Three entries particularly troubled Rathbun.
One contained a bizarre sexual reference McPherson had made. Another revealed that no one thought to remove the mirror from the room of a psychotic woman bent on harming herself. The third was one caretaker's opinion that the situation was out of control and that McPherson needed to see a doctor.
Rathbun concluded the notes had to go.
"I said, 'Lose 'em' and walked out of the room," he recalled, adding that the decision to destroy the records was his own.
"Nobody told me to do it and I did it," he said. "The truth is the truth and right now I'm going to confession, and I really think it's something that hurt the church more than it hurt the people that were trying to get recompense.
"But it is what it is, and I know it could potentially be a crime."
In a recent interview, State Attorney Bernie McCabe said it was clear the records were missing because the church handed over entries for every day of McPherson's stay except the final two before she died. That the church appeared to be hiding something only fed McCabe's sense that something was amiss.
The church dismisses Rathbun as a bitter former member who inflates his importance. Of all four of the members who spoke with the paper, the church said they failed at their jobs, broke Sea Org [the church's dedicated work force] rules and were ethically suspect, the team said:
As the lawyers and spokesmen defended Miscavige and sought to discredit his detractors, they produced materials from the four defectors' "ethics files" -- confessions, contritions, laments that the church keeps to document their failures. . . .
Moving up the ethics ladder requires that the subject pen confessions or soul-searching memos called "formulas," which are said to better the individual as he or she examines what went wrong. These memos also can give the church a ready source of written material to use against members who would turn against Scientology.
More documents are generated when a person wants to leave, or "blow."
So the church opens the files, including Rathbun's, in which he apologized for leaving the church briefly in 1993, for striking and verbally abusing staff dozens of times, for making more work for Miscavige, for mismanagement staff and messing up major assignments, etc. Rathbun says he admitted these things because they were what Miscavige wanted to hear (although he and other disaffected members previously admitted to the paper that they physically abused staff). The church emphasizes that Rathbun -- not Miscavige -- reigned in terror but, on the other hand, that wasn't really that high up and didn't hold a title after 1993. The paper produces a Scientology magazine that gives him various titles after 1993. Let's just say that the reporters go well beyond "he said, he said"-style reporting. And it produces some colorful scenes:
If Rathbun's responsibility was as limited as the church says, the Times asked, how did he get people to submit to a reign of terror? [Tommy] Davis, the church spokesman, erupted.

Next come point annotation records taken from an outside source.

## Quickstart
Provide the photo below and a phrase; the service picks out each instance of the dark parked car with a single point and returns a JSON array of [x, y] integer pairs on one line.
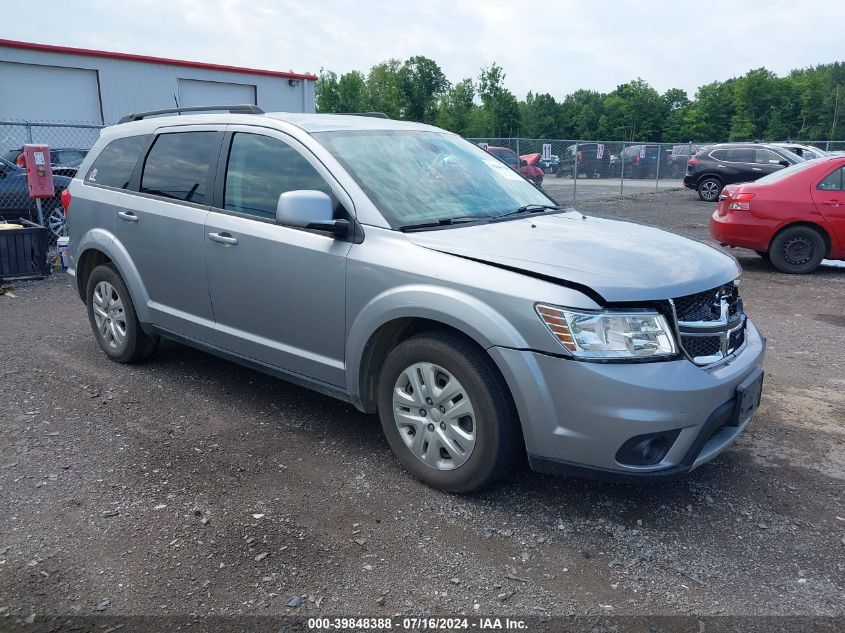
[[676, 160], [641, 161], [592, 160], [550, 165], [64, 161], [727, 163], [15, 202], [807, 152]]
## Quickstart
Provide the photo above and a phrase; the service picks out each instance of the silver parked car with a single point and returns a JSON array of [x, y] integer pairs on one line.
[[398, 267]]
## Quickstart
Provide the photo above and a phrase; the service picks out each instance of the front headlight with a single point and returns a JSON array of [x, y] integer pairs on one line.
[[611, 334]]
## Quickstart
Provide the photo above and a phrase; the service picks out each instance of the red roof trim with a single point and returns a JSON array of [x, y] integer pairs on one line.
[[50, 48]]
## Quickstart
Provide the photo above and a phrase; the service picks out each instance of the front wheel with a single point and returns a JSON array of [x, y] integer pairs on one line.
[[709, 189], [447, 413], [797, 250]]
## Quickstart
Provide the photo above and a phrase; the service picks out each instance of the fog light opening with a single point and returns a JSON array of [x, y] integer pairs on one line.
[[646, 450]]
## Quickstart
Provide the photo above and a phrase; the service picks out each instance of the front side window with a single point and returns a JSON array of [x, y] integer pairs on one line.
[[262, 168], [115, 164], [416, 176], [833, 181], [767, 157], [177, 166]]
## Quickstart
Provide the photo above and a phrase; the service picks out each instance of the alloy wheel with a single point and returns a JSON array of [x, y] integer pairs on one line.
[[710, 190], [434, 415], [109, 315]]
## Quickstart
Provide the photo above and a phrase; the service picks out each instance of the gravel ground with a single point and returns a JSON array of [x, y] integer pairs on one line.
[[189, 485]]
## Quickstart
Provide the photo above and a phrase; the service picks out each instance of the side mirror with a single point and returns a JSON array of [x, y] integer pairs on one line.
[[309, 210]]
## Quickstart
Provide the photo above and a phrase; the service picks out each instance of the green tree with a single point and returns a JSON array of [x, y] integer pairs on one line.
[[500, 104], [456, 107], [421, 82], [352, 93], [326, 92], [383, 86]]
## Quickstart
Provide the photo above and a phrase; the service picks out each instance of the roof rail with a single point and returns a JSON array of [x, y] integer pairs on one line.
[[375, 115], [235, 109]]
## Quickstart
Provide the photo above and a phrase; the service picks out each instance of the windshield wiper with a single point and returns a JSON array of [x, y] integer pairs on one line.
[[440, 222], [527, 208]]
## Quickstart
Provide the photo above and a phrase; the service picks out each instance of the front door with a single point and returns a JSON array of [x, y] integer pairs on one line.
[[829, 198], [278, 293], [162, 228]]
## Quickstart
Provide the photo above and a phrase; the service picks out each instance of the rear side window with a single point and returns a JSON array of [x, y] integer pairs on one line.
[[177, 166], [833, 182], [739, 155], [261, 169], [115, 164]]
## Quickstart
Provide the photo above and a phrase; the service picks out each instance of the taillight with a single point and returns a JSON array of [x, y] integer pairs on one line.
[[65, 197], [740, 201]]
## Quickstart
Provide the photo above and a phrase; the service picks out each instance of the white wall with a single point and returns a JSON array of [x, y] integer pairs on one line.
[[127, 86]]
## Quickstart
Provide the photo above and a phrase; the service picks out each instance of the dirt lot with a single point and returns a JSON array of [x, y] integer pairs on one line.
[[189, 485]]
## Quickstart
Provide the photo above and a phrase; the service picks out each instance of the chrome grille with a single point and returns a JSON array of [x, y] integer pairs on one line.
[[711, 323]]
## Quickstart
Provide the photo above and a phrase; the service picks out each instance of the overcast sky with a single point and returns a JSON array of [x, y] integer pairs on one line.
[[554, 46]]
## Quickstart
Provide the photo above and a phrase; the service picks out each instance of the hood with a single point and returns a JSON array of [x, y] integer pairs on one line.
[[621, 261]]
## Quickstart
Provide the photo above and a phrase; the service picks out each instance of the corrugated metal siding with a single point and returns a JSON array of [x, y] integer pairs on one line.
[[131, 86]]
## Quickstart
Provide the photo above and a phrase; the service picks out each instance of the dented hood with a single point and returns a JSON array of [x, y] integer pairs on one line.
[[620, 261]]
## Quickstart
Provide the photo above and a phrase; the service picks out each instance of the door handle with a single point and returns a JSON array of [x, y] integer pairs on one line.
[[223, 238]]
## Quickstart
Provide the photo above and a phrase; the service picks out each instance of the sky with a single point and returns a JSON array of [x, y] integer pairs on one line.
[[554, 46]]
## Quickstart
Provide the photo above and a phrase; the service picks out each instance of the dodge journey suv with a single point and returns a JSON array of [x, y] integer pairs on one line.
[[402, 269]]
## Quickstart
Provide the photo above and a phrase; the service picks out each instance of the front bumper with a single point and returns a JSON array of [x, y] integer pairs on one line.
[[576, 415]]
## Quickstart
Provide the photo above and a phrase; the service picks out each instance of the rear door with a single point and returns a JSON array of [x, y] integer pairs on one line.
[[279, 293], [162, 226], [829, 198]]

"He's the one who's saying that Dave Miscavige beat these people,'' Davis screamed. "And he's saying that Dave Miscavige beat the exact same people that he beat. And that's what pisses me off. Because this guy's a f------ lunatic and I don't have to explain how or why he became one or how it was allowable.
"The fact is he's saying David Miscavige did what he did ... And now I'm getting a little angry. Am I angry at you? Not necessarily. But I'm g-- d--- pissed at Marty Rathbun. Because he knows that he was the reign of terror."
Let's just say that I'm really glad that anything I confess to my pastor is kept secret under the seal of the confessional!
Whenever we cover stories about Scientology, we get quite a few comments from anonymous and church members. I'm curious what those two groups think about this series. I'm sure that the church members can't be happy, but I'd like to know what their specific journalistic complaints are, if any.
Remember, we are interested in complaints about the journalism.